Le courrier économique N°15 de la Chambre consulaire de Pointe Noire au CongoC’est à travers l’éditorial du magazine que se résume la motivation de cette publication. Sylvestre Didier Mavouenzela, président de la Chambre consulaire de Pointe-Noire, évoque les virages probables à prendre.

Force est pour lui de constater, en substance, que la réalité est bien mouvante. Dans nos projections mêmes les plus pessimistes, nous étions à mille lieues d’imaginer la mise sous « coma artificiel » de l’économie mondiale avec, à la clé, une récession d’une magnitude inédite, écrit-il.

Ce tableau sombre est imputable à la pandémie du nouveau coronavirus, qui a imposé sa loi d’airain même aux trajectoires économiques les plus vertueuses de la planète. Chômage, creusement des inégalités…

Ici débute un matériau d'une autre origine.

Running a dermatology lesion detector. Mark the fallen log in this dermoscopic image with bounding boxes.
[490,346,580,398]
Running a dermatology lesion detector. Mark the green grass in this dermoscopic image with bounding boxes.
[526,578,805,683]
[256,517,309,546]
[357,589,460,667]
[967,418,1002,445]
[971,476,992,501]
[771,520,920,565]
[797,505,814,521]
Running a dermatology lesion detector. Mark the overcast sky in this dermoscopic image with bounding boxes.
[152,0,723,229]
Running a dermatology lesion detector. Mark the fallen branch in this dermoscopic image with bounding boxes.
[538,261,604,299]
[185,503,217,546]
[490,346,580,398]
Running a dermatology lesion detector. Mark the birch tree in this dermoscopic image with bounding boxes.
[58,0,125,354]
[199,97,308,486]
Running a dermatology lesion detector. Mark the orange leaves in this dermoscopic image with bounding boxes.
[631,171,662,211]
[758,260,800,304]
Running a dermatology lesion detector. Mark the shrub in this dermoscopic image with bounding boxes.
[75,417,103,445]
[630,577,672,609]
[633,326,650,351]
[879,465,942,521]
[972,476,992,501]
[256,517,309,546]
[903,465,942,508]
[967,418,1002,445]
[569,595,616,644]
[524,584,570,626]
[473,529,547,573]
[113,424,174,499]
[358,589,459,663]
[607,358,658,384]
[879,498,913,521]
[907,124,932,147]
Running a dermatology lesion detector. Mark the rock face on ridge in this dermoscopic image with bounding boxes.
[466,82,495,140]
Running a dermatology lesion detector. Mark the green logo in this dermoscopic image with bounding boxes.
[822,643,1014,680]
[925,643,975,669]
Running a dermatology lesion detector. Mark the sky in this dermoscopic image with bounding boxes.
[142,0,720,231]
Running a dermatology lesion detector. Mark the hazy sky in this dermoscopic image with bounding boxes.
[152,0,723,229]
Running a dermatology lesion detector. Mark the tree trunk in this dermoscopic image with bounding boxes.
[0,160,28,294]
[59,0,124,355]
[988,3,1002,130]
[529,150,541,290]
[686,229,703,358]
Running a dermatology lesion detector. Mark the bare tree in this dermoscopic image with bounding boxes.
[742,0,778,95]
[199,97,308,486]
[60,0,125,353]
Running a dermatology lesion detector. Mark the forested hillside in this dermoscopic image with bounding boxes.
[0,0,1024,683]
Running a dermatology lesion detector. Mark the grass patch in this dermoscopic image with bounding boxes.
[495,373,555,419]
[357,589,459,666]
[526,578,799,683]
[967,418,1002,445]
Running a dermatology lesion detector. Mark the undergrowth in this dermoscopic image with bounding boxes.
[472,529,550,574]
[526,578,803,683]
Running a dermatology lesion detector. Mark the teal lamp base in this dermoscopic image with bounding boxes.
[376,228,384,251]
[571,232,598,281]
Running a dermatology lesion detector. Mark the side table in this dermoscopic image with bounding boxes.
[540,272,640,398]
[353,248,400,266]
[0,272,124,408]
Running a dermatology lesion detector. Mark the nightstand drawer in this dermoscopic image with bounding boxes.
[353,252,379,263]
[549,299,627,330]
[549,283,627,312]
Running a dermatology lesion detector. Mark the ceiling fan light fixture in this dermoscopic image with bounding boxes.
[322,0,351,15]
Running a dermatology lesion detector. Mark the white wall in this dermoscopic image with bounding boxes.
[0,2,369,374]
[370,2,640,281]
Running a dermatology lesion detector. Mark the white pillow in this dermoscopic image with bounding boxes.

Pour le président de la Chambre consulaire, l’inquiétude enfle au sujet de cette situation -potentiellement explosive- née de la mesure de l’arrêt, partiel ou complet, de l’activité, elle-même associée au choix du confinement comme digue à la déferlante redoutée des contaminations. Dans ce nouveau panorama, les entreprises souffrent.

Sur notre territoire, elles entamaient juste leur retour à un embryon de normalité après la crise des matières premières de 2014, qui avait grippé les deux moteurs de l’économie nationale : l’investissement public et la commande du secteur pétrolier.

S’il est acquis que le soutien aux entreprises est vital pour enrayer un naufrage, il est plus qu’urgent pour ces dernières d’engager les tournants qui sont la clef de demain. Sans pour autant prétendre à l’exhaustivité, l’amélioration de la structuration et une transition vers un modèle organisationnel et opérationnel où le numérique prend une place prépondérante.

Cela a d’ailleurs été constaté sur notre territoire pendant la période de confinement : dans les secteurs où l’activité a été autorisée, seules les entreprises ayant déjà pris le cap du digital sont parvenues à travailler plus ou moins normalement. Le digital : voilà la voie à suivre dans un monde qui n’est plus sûr, où un regain de vigueur du virus actuel ou l’irruption d’un nouveau -tout aussi virulent -pourrait rendre impérieuse la réédition des dispositions qui ont laminé l’activité.

A partir de la culture encore balbutiante, Sylvestre Didier Mavouenzela propose que la mise en commun des moyens dans le cadre des clusters ou toute autre organisation où les synergies sont largement envisageables soit à l’ordre du jour. Dans leur solitude, chacun d’eux, pendant la même période de confinement, a cherché des solutions à ses problèmes là où une collaboration aurait permis à un plus grand nombre de maintenir un certain seuil d’activité.

Le problème de transport, la difficulté d’approvisionnement en intrants auraient été peut-être vécus avec moins d’anxiété par les acteurs agricoles et de l’élevage si des plateformes collaboratives avaient précédé l’irruption de la pandémie. Bref, le feuilleton du coronavirus n’a pas encore livré son épilogue. Des rebondissements sont sans nul doute à prévoir.

Mais il y a une certitude : la séquence n’est pas seulement prodigue en périls, elle peut être vectrice d’une nouvelle dynamique pour les entreprises. A condition qu’elles tirent des leçons et que l’accompagnement nécessaire à leur rebond soit véritablement à la hauteur des attentes.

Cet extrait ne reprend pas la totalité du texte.